以下答案假设了一些问题中不完全清楚的事情:
- 计算从第 3 列开始到最后一列
- 有0时,保持为0,不添加随机%。尽管您可以根据需要更改它。
- 很少有两个连续值具有不同符号的情况。对于这些情况,在问题之后应用最新值的规则。
#storing the unique category of supps
col_supps <- unique(mydata$supps)
#storing the columns for which the calculations will be done
col_names <- colnames(mydata)[3:ncol(mydata)]

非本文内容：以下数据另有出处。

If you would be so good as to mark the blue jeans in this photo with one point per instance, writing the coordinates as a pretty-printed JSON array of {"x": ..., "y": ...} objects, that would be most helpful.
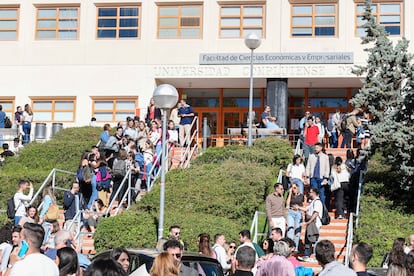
[
  {"x": 307, "y": 150},
  {"x": 94, "y": 195},
  {"x": 294, "y": 226},
  {"x": 27, "y": 126},
  {"x": 17, "y": 219},
  {"x": 317, "y": 183},
  {"x": 334, "y": 139},
  {"x": 298, "y": 182}
]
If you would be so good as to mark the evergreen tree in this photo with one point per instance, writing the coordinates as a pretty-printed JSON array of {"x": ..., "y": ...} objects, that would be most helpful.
[{"x": 387, "y": 92}]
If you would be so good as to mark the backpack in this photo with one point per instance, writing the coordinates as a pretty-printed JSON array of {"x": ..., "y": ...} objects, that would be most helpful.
[
  {"x": 103, "y": 179},
  {"x": 11, "y": 208},
  {"x": 119, "y": 167},
  {"x": 325, "y": 219},
  {"x": 7, "y": 122}
]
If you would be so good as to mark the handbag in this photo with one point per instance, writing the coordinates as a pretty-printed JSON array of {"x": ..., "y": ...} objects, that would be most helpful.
[
  {"x": 52, "y": 213},
  {"x": 334, "y": 182}
]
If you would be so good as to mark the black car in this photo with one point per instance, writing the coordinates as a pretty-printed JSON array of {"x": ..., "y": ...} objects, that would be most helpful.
[{"x": 141, "y": 260}]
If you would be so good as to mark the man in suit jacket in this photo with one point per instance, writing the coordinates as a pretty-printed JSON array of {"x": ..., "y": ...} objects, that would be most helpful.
[{"x": 317, "y": 170}]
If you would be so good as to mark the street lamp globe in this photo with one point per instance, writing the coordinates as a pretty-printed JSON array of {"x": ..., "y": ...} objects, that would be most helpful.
[
  {"x": 165, "y": 96},
  {"x": 252, "y": 41}
]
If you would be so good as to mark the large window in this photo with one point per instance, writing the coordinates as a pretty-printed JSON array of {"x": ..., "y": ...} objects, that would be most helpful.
[
  {"x": 118, "y": 22},
  {"x": 56, "y": 109},
  {"x": 387, "y": 14},
  {"x": 180, "y": 21},
  {"x": 237, "y": 21},
  {"x": 9, "y": 23},
  {"x": 58, "y": 23},
  {"x": 113, "y": 109},
  {"x": 314, "y": 20}
]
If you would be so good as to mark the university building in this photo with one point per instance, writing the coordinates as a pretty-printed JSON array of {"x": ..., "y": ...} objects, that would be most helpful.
[{"x": 77, "y": 59}]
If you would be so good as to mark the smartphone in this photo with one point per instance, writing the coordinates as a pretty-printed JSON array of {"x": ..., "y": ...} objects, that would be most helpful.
[{"x": 23, "y": 249}]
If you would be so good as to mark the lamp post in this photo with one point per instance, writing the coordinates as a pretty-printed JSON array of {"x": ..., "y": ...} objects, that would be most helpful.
[
  {"x": 165, "y": 97},
  {"x": 252, "y": 42}
]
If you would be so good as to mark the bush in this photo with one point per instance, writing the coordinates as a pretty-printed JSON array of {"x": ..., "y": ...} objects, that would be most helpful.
[
  {"x": 219, "y": 193},
  {"x": 36, "y": 160},
  {"x": 380, "y": 224}
]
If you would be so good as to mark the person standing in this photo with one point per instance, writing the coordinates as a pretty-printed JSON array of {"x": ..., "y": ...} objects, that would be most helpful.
[
  {"x": 34, "y": 262},
  {"x": 221, "y": 255},
  {"x": 265, "y": 116},
  {"x": 245, "y": 260},
  {"x": 275, "y": 208},
  {"x": 186, "y": 113},
  {"x": 351, "y": 127},
  {"x": 361, "y": 253},
  {"x": 21, "y": 201},
  {"x": 325, "y": 254},
  {"x": 2, "y": 116},
  {"x": 174, "y": 248},
  {"x": 313, "y": 222},
  {"x": 153, "y": 113},
  {"x": 294, "y": 218},
  {"x": 317, "y": 170},
  {"x": 27, "y": 119},
  {"x": 174, "y": 234},
  {"x": 15, "y": 242},
  {"x": 72, "y": 203},
  {"x": 311, "y": 136}
]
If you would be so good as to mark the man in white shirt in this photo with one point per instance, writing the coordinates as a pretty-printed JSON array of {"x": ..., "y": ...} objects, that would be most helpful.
[
  {"x": 33, "y": 262},
  {"x": 225, "y": 262},
  {"x": 21, "y": 200},
  {"x": 313, "y": 222}
]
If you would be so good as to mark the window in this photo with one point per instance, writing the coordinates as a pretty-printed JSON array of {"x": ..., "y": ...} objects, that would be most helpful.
[
  {"x": 180, "y": 21},
  {"x": 387, "y": 14},
  {"x": 58, "y": 23},
  {"x": 108, "y": 109},
  {"x": 118, "y": 22},
  {"x": 314, "y": 20},
  {"x": 9, "y": 23},
  {"x": 237, "y": 21},
  {"x": 61, "y": 109},
  {"x": 8, "y": 106}
]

#the data frame which will contain the output
output_df <- data.frame()
#Iterating over different supps values
for (x in col_supps) {
#storing one type of supps in a temporary data frame
mydata %>%
filter(supps %in% x)-> temp
temp1<- temp
#temp will act as a reference frame, in temp1 values will be updated
#Now, iterating over columns which we need
for (y in col_names) {
i<- 1
#with while loop, we will iterate over each elememnt of the column and save the result in temp1
while (i<=(nrow(temp)-1)) {
if(temp[i+1,y]>0 & temp[i+1,y]>=temp[i,y]){
temp1[i+1,y] <- (temp[i,y]+temp[i+1,y]) * (runif(1,1.02,1.1))
}else if(temp[i+1,y]<0 & temp[i+1,y]<=temp[i,y]){
temp1[i+1,y] <- (temp[i,y]+temp[i+1,y]) * (runif(1,1.02,1.1))
}else if(temp[i+1,y]>0 & temp[i+1,y]<temp[i,y]){
temp1[i+1,y] <- (temp[i+1,y]) * (runif(1,1.02,1.1))
}else if(temp[i+1,y]<0 & temp[i+1,y]>temp[i,y]){
temp1[i+1,y] <- (temp[i+1,y]) * (runif(1,1.02,1.1))
}else if(temp[i+1,y]==0){
temp[i+1,y] <- 0
}
i <- i+1
}
}
#saving the output in the output data frame before repeating the process for another type of supps
output_df %>%
bind_rows(temp1) -> output_df
}
现在 output_df 将得到您想要的最终输出。如果你想要随机值的再现性,你可以在 while 循环下 set.seed() 。如果不需要,那么您可以按原样进行。